The lessons we’ve learned from these teams have some useful take away messages that apply in any high performing context, so we thought we’d share them with you to provide some food for thought to see how some of the simple ideas can apply to your teams with a view to helping improve performance.
The Critical Importance of Roles in High Performing Teams
This is common sense stuff, not commonly applied so see how much of the following relates to you and your team.
Although short and sweet, this article is potentially significant for ironing out inefficiencies and subtle reasons for the whole not being greater than the sum of the parts in a team.
Whilst working with teams, it’s become clear to us that there are some simple but important questions that can be asked which help to ensure that key elements of team roles are being controlled. Consider the extent to which everyone on your team/s can provide absolutely clear answers.
Question 1
Are you absolutely clear how the success of your role is critical to the overall success of the team/business?
Question 2
Are you absolutely clear how the success of your role impacts directly on the quality and effectiveness of performance of other people in the team?
Question 3
Are you absolutely clear about the things that you should NOT be doing in your role?
Question 4
Do you have the same level of confidence to deliver ALL elements of your role? If not, what steps can you take to improve your confidence?
Question 5
Looking through your diary entries, are ALL of the activities associated with the different elements of your role receiving equally prioritised amounts of time?

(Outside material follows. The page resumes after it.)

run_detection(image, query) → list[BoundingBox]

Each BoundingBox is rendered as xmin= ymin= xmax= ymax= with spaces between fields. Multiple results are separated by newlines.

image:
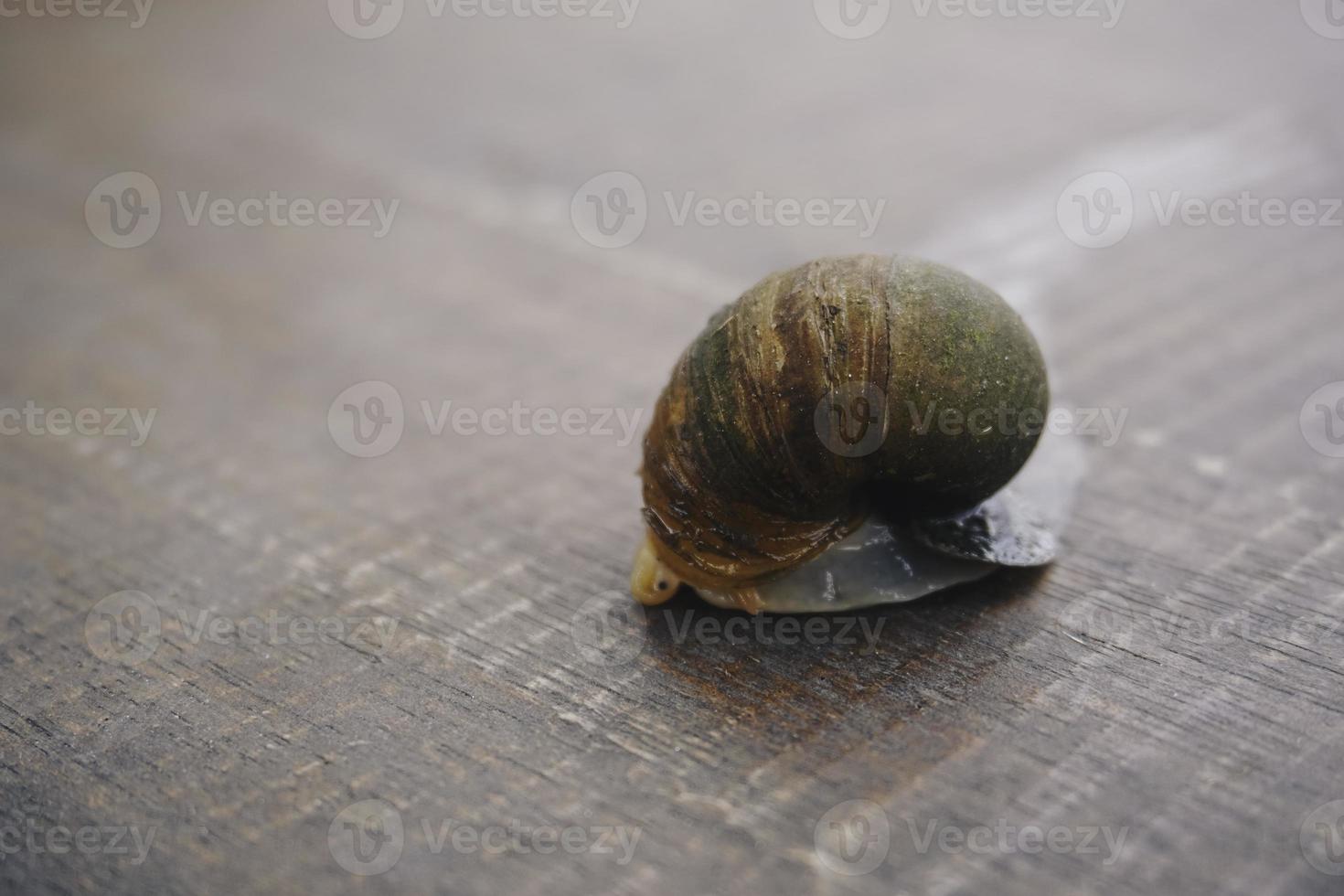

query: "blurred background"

To most people, the questions are very simple, but quite often the answers are not so clear cut. We find a great deal of the time there are a number of assumptions made about roles (either by the person carrying out the role or the person overseeing the role) that do not match up. Challenging these assumptions is critical to overall team success and ensuring that these assumptions do not lead to underperformance and lack of alignment within a team is critical.
The assumptions that the questions challenge:
- You understand your job title, therefore you understand your role and how it is required to be carried out for the specific philosophies and goals of this company.
- Everyone understands their own role sufficiently, so everyone will take a helicopter view to see how all of the roles fit together to leave us with an integrated number of roles to deliver great collective performance.
- We don’t need to tell people what they shouldn’t do because it’s clear from their job description what they SHOULD be doing.
- Once in the role, confidence shouldn’t be an issue because you should have all the confidence you need by being given the role in the first place.
- Individuals make appropriate time for the different elements of their roles so that proactive and reactive elements are carried out with equal quality.
If you can ensure that the assumptions are avoided in the first place and also that answers to the questions can be provided with absolute clarity, chances are that the team will be in a strong position to start exploiting different roles and their interplay, rather than having many separate roles that don’t actually blend together effectively to result in the whole being greater than the sum of the parts.